“Are you, are you
Coming to the tree”
Terzo capitolo, o meglio solo la prima parte, della trilogia di Suzanne Collins portato sul grande schermo, per la seconda volta, dal regista Francis Lawrence.
Dopo un anno di attesa da “La ragazza di fuoco”, Jennifer Lawrence torna a impersonare l’eroina Katniss Everdeen, con la sua treccia mora e il suo fedele arco come unica arma di difesa contro il potere dispotico e crudele di Capitol City.
I momenti conclusivi della pellicola infatti terminavano con il ‘rocambolesco’ salvataggio della protagonista e da questo punto che prosegue la narrazione nella quale Katniss, centro nevralgico dell’intera saga, intraprende un cammino interiore basato molto di più sulle sensazioni, le emozioni e uno spirito di rivalsa nei confronti del Presidente Snow (Donald Sutherland).
Confinata sotto terra nel Distretto 13 governato da Alma Coin (Julianne Moore), risorto dalle sue stesse ceneri e celato agli occhi di Capitol, Katniss diventa lentamente il volto di quella rivolta che è rimasta sopita negli anni. La ragazza di fuoco si trasforma così nella Ghiandaia Imitatrice, simbolo della lotta e della ribellione dei Distretti contro il sistema totalitario.

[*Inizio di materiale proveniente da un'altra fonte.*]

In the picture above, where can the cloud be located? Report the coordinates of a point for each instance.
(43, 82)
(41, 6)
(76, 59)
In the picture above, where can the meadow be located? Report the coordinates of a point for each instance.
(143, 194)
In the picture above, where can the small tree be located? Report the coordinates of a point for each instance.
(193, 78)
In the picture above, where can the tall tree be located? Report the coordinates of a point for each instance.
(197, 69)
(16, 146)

Se nel secondo capitolo la trama era ancora legata ai combattimenti nell’arena, ora i giochi cominciano a diventare pericolosi per l’intera popolazione e la morte sconfina oltre le telecamere, trasformando la “finzione” in un incubo mortale che invade le strade. Ciò nonostante, il film rimane focalizzato al concetto “mediatico ” poiché le immagini risultano il primo cruciale strumento della rivoluzione.
La nuova Ghiandaia, abile nello sfruttare la sua popolarità per diffondere il messaggio della ‘liberazione’ attraverso i mezzi di comunicazione, dona la speranza ad un nazione in ginocchio camminando tra le rovine della distruzione operata da Capitol in un video di propaganda.

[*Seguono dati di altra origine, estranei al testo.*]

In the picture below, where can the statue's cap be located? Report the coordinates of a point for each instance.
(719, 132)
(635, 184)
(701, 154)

Le telecamere inseguono una Katniss che con forza, freddezza e determinazione riesce a urlare la propria rabbia per le ingiustizie, rimanendo prigioniera della sua frustrazione per non aver mantenuto fede alla promessa di salvare Peeta (Josh Hutcherson), che si mostra quasi irriconoscibile, in un percorso distruttivo e di annullamento di se stesso.
I toni cromatici del lungometraggio variano dal nero alla polvere, abbandonando i ricordi passati degli abiti in fiamme, le parrucche pittoresche e i colori accesi. Tutto viene sostituito da tute grigie e armature poco scintillanti per stigmatizzare l’angoscia e l’orrore determinato dalla guerra.
Anche Capitol cade vittima del buio e del caos: è il preludio di una probabile disfatta contro il popolo sovversivo e in cerca di giustizia. Solo il fuoco, dal rosso ardente, riscalda e illumina gli scenari freddi e desolanti dei Distretti ormai annientati. Nel primo atto dell’ultimo capitolo, la regia rimane più fedele e coerente al testo dei romanzi, sottraendo molte scene ai combattimenti e lasciando più spazio alla profondità dei dialoghi tra i protagonisti.
Forse gli appassionati dell’action e di questo genere dovranno aspettare ancora un anno per vedere qualcosa di più spettacolare. Il lavoro di Francis Lawrence e degli sceneggiatori è infatti veicolato ad una divisione ponderata in due film per creare la suspense necessaria a chi ancora non ha letto il libro, lasciando intravedere piuttosto chiaramente i suoi intenti futuri proprio nei minuti finali di questa prima parte.
Per i fan letterari della Collins ogni incontro, ogni incrocio di sguardi tra i vari personaggi, ha molti più significati di quello che uno spettatore normale possa realmente comprendere: è un film per chi sa cosa aspettarsi, amplificandone le sensazioni, ed una buona prima parte per chi ancora non sa a cosa andrà incontro.
In Hunger Games: Il Canto della Rivolta-Parte 1 ritroviamo per l’ultima volta il compianto Philip Seymour Hoffman… il film è dedicato alla sua memoria.